Flashback. C’era un tempo in cui il mondo era bello e privo di dubbi. Era il mondo in cui suonavano i Duran Duran. Dico i Duran Duran ma potrei dire gli Spandau Ballet, gli Wham… Poi sono arrivati i dubbi, e a portarceli sono stati gli U2 e i Simple Minds. Un po’ anche Springsteen, ma lui portava anche il coraggio per affrontarli. Il dubbio per il dubbio, e la ricerca della forza interiore arrivava dal nord, dall’Irlanda e dalla Scozia. Poi si è mischiato tutto e il mondo ha iniziato a complicarsi. Ma in principio erano gli U2 e i Simple Minds. I primi sono andati avanti, hanno incontrato l’America, Berlino, la tecnologia. Dei secondi si sono perse le tracce nel loro nuovo sogno dorato.
Flash forward. Il 15 luglio i Simple Minds suonano al Pistoia Blues. Dovevano farlo due anni fa, poi è successo quello che è successo, e il pubblico si è presentato in massa coi biglietti ormai sbiaditi (due anni dopo l’inchiostro su plastificato svanisce, è un dato di fatto). Poi, sarà stato l’inchiostro del biglietto, sarà stato l’incenso dei banchini dei fricchettoni, sarà stata la birra che scorreva, ma quello che è successo in piazza ha a che fare con i varchi spazio-temporali. L’intera piazza è stata risucchiata in un loop stile Stranger Things. Un mondo dove i capelli sono lunghi dietro e corti davanti – e non sono ridicoli. Dove i giri di basso sono circolari e sono contrappuntati da frasi di chitarra mai solista e da suoni di tastiera modernissimi, per l’epoca. Un mondo, per dirne una, dove Nelson Mandela è vivo ma ancora in prigione.
Il tour si chiama “40 years of hits tour”. In realtà gli anni di hits sono solo sette, dall’82 all’89. New Gold Dream, Sparkle In The Rain, Once Upon a Time, Street Fighting Years. È tutto concentrato in quegli anni e in quei quattro album. Nessun pezzo dagli oltre 10 album successivi, un solo pezzo (la meravigliosa Love Song) dai cinque album precedenti. Come se gli U2 si fossero fermati a The Unforgettable Fire. Però in quel loop temporale i Simple Minds si muovono benissimo e non sbagliano un colpo.

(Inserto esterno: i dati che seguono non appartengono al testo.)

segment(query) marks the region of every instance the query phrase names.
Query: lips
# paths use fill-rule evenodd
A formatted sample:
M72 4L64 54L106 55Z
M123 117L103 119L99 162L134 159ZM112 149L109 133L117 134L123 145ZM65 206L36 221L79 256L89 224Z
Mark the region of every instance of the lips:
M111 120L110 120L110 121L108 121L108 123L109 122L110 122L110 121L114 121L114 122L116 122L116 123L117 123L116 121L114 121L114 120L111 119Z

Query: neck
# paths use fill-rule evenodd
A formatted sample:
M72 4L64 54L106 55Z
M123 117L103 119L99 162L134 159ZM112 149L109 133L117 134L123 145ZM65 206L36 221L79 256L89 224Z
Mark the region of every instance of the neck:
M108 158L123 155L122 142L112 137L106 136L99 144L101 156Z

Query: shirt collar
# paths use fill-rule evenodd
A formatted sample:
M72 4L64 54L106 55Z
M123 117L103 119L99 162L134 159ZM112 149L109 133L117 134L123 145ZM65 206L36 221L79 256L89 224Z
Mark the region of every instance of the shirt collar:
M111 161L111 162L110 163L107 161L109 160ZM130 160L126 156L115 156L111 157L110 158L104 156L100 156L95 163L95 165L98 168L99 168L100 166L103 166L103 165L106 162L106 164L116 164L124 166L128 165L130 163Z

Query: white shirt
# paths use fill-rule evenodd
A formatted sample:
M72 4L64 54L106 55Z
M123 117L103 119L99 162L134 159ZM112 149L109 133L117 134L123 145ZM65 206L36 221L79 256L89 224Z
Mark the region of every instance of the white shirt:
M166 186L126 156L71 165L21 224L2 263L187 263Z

Ancora Alive and kicking nella loro epica di la la la la. E trascinano la piazza con loro, ripescando, uno per uno, i dubbi, le ansie e le speranze di quarant’anni fa.
Poi, dopo Don’t You, New Gold Dream e Sanctify Yourself il loop si scioglie. Quello che ci appare è una piazza piena di padri e madri di famiglia che ricominciamo a pensare a quello che fa adesso il loro figlio adolescente, con le mani protese verso un signore con un’incipiente calvizie alla Mel Brooks e con un po’ di pancetta, che insieme ad un chitarrista spreciso ma originale li saluta. Non è quello che hanno visto e hanno pensato per tutta la sera. Ed è bello che sia stato così.